Article 12, paragraphe 1 a). La commission constate qu’en vertu de l’article 38(a) de la loi sur l’organisation et les fonctions du secteur du travail et de la sécurité sociale les inspecteurs du travail sont habilités à pénétrer librement, sans avertissement préalable dans tout établissement assujetti au contrôle de l’inspection uniquement pendant les heures de travail et non «à toute heure du jour et de la nuit» comme le stipule cette disposition. Le gouvernement est prié d’indiquer les mesures prises ou envisagées pour aligner l’article 38(a) sur cette disposition de la convention.
Article 12, paragraphe 1 b) et c) iv). Prière d’indiquer la manière dont il est donné effet à ces dispositions.
Article 12, paragraphe 2. La commission note, que suivant les articles 39(a) et 47 de la loi sur l’organisation et les fonctions du secteur du travail et de la sécurité sociale, les inspecteurs ne sont pas libres de décider de ne pas notifier à l’employeur ou à son représentant leur présence. Le gouvernement est prié d’indiquer les mesures prises ou envisagées pour harmoniser les dispositions de la loi avec la convention de telle sorte que les inspecteurs puissent librement décider de l’opportunité de notifier ou non à l’employeur ou à son représentant leur présence à l’occasion des visites d’établissements.
Article 13, paragraphe 2 a) et b). Prière de fournir des informations sur l’application pratique des articles 38(f) et 65 de la loi sur l’organisation et les fonctions du secteur du travail et de la sécurité sociale.
Article 14. Prière d’indiquer si, et le cas échéant de quelle manière, la Direction générale de l’inspection du travail est informée des accidents du travail et des cas de maladie professionnelle.

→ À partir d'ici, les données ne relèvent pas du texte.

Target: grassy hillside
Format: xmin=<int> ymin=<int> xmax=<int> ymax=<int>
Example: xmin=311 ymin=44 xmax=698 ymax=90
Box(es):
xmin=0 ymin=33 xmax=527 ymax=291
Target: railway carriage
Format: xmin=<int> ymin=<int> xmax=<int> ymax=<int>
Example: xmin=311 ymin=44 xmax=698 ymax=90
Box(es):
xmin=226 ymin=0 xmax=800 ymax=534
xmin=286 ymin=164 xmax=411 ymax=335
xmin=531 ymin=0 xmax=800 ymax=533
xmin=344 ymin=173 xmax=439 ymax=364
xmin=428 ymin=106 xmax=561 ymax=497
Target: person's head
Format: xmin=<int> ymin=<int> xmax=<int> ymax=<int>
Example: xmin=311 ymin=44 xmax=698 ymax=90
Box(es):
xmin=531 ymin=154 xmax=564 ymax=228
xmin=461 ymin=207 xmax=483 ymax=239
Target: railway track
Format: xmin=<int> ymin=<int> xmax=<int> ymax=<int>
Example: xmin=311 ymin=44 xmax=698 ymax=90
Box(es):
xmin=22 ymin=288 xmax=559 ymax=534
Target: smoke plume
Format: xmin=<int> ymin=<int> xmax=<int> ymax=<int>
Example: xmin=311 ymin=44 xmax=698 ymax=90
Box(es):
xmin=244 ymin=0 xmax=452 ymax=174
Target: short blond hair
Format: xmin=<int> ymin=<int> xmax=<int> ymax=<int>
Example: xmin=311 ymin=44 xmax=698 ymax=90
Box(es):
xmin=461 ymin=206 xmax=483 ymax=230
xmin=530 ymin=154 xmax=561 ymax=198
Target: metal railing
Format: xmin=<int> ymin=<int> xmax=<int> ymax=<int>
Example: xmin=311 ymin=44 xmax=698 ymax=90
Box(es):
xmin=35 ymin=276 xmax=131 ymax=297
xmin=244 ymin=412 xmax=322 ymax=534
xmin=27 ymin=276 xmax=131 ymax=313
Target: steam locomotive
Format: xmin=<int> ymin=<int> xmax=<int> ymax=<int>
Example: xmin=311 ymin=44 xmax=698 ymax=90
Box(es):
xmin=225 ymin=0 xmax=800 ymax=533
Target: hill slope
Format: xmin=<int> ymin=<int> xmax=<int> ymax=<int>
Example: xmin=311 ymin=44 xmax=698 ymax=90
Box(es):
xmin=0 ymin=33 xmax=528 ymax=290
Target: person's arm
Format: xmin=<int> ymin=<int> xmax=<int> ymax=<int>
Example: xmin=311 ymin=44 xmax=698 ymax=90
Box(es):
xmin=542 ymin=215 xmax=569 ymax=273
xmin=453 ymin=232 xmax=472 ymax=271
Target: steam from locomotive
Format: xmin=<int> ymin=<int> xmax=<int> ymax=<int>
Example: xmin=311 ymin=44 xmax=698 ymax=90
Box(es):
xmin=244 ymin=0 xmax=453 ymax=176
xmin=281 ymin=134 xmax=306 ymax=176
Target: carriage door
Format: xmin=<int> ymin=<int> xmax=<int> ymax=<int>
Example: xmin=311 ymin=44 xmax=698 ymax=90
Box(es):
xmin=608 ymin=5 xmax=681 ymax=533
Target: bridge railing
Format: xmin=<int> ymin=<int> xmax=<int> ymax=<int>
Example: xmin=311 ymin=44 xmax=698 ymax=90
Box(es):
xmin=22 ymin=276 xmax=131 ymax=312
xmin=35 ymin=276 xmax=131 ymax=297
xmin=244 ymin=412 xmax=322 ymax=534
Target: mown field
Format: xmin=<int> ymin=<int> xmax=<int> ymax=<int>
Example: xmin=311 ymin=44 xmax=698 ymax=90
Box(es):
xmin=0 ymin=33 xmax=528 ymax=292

Article 15 b). La commission prie le gouvernement d’indiquer les sanctions pénales ou les mesures disciplinaires prévues pour le cas où un inspecteur du travail révélerait des secrets de fabrication ou de commerce ou des procédés d’exploitation dont il aurait pris connaissance dans l’exercice de ses fonctions.
Article 16. Prière d’indiquer les mesures précises garantissant une périodicité adéquate et le sérieux des visites d’inspection.
Article 17, paragraphe 2. Prière d’indiquer si, et le cas échéant de quelle manière, il est donné effet à cette disposition dans la législation nationale.
Article 18. Prière de donner des informations sur les sanctions pénales prévues en cas d’obstruction faite aux inspecteurs du travail dans l’exercice de leurs fonctions.
Article 20, paragraphe 1. Prière d’indiquer si le rapport sur les activités de la Direction générale de l’inspection du travail est officiellement publié et s’il peut être consulté par toute partie concernée.